В 1957 году был написан Второй концерт для фортепиано с оркестром, ор. 102. Композитор сочинил его в технике стереотипов (и тематических и фактурных), дает межстилевые контрасты. Несморя на то, что стиль Шостаковича, по словам Гаккеля, уже давно «отстоялся», но жанр этого Концерта сохранил всю прелесть комедийного жанра музыки. Свой комедийный материал Шостакович развивает главным образом на артикуляционных и регистровых началах (разработка первой части высвечивается во многом благодаря поляризации регистров в фортепианной партии), фактура остается устойчивым элементом письма. Октавный унисон фортепиано в крайних частях указывает на барочное «basso continuo» построенное на материале пионерского марша (две начальные темы первой части). Межстилевой контраст крупного плана дает медленная вторая часть, Andante, обильная романтическими реминисценциями, смысловыми и стилевыми (и то и другое идет через фактурный стереотип ноктюрна).

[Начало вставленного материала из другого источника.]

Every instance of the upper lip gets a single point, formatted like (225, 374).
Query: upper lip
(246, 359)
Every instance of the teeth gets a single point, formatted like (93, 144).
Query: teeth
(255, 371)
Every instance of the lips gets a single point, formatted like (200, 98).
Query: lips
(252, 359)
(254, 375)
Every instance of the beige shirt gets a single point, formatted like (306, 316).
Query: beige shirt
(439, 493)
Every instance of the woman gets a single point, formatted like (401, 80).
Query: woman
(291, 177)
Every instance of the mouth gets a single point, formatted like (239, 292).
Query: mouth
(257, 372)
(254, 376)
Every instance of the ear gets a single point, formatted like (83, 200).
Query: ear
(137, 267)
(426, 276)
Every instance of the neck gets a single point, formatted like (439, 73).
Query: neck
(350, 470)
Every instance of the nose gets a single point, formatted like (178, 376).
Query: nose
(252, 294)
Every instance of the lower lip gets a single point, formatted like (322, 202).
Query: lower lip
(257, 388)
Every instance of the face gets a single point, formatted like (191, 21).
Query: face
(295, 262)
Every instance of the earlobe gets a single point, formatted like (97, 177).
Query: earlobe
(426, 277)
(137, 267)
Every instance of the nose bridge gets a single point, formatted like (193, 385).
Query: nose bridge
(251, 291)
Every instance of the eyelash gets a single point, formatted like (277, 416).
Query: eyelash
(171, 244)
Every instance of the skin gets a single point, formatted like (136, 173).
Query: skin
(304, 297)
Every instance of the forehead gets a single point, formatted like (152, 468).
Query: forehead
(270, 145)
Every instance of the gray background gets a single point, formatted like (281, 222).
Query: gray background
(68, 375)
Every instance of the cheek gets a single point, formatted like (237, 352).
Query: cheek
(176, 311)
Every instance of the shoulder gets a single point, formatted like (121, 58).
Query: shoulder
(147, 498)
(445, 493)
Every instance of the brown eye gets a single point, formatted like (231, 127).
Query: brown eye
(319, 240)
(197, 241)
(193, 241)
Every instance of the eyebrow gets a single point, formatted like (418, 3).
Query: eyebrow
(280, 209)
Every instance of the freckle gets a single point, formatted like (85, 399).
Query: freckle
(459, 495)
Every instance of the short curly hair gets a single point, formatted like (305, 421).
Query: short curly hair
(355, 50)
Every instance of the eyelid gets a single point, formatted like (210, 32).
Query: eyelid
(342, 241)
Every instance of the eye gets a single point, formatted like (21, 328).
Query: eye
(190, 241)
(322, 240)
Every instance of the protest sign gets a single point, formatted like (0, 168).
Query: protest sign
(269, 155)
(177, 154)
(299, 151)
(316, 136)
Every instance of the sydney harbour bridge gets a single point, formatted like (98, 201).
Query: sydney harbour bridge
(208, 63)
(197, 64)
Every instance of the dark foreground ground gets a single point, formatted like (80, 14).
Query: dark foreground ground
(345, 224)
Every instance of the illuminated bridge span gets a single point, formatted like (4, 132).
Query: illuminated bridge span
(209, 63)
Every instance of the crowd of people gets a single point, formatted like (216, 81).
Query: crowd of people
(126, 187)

По мнению музыковеда Л. Гаккеля, Второй концерт является классикой инструментальной комедии.

Фортепианный стиль Д. Шостаковича оказал огромное влияние не только на отечественных, но и на зарубежных композиторов, став сильным импульсом к развитию фортепианной культуры столетия. Большое значение имело творчество Шостаковича для композиторской деятельности Г. Свиридова, Р. Щедрина, Б. Чайковского, А. Эшпая, К. Хачатуряна, К. Караева, Б. Тищенко и многих других композиторов. Велико его значение и для советских национальных музыкальных школ. Фортепианное творчество Шостаковича обнаруживает поразительные масштабы стилевой преемственности музыкального прошлого и настоящего.

В области музыкального искусства вырастают новые поколения музыкантов-исполнителей, педагогов, музыкальных деятелей. Одной из главных наших задач становится задача – донести до нового поколения тот дух эпохи, который наполнял творческий путь выдающихся композиторов ХХ века. Знакомясь с музыкой той эпохи, они должны понимать, о чем в ней шла речь.

Исследуя путь развития и эволюцию жанра фортепианного концерта, мы наблюдаем его трансформацию сквозь века. С появлением новых композиторов, композиторских школ, течений, жанр фортепианного концерта приобретает черты того времени, в котором появились гении, меняющие каноны форм, жанров, стилей и направлений. Среди отечественных композиторов ХХ века ведущая роль принадлежит Д. Д. Шостаковичу, на творчестве которого воспитано новое поколение талантливых композиторов разных национальностей.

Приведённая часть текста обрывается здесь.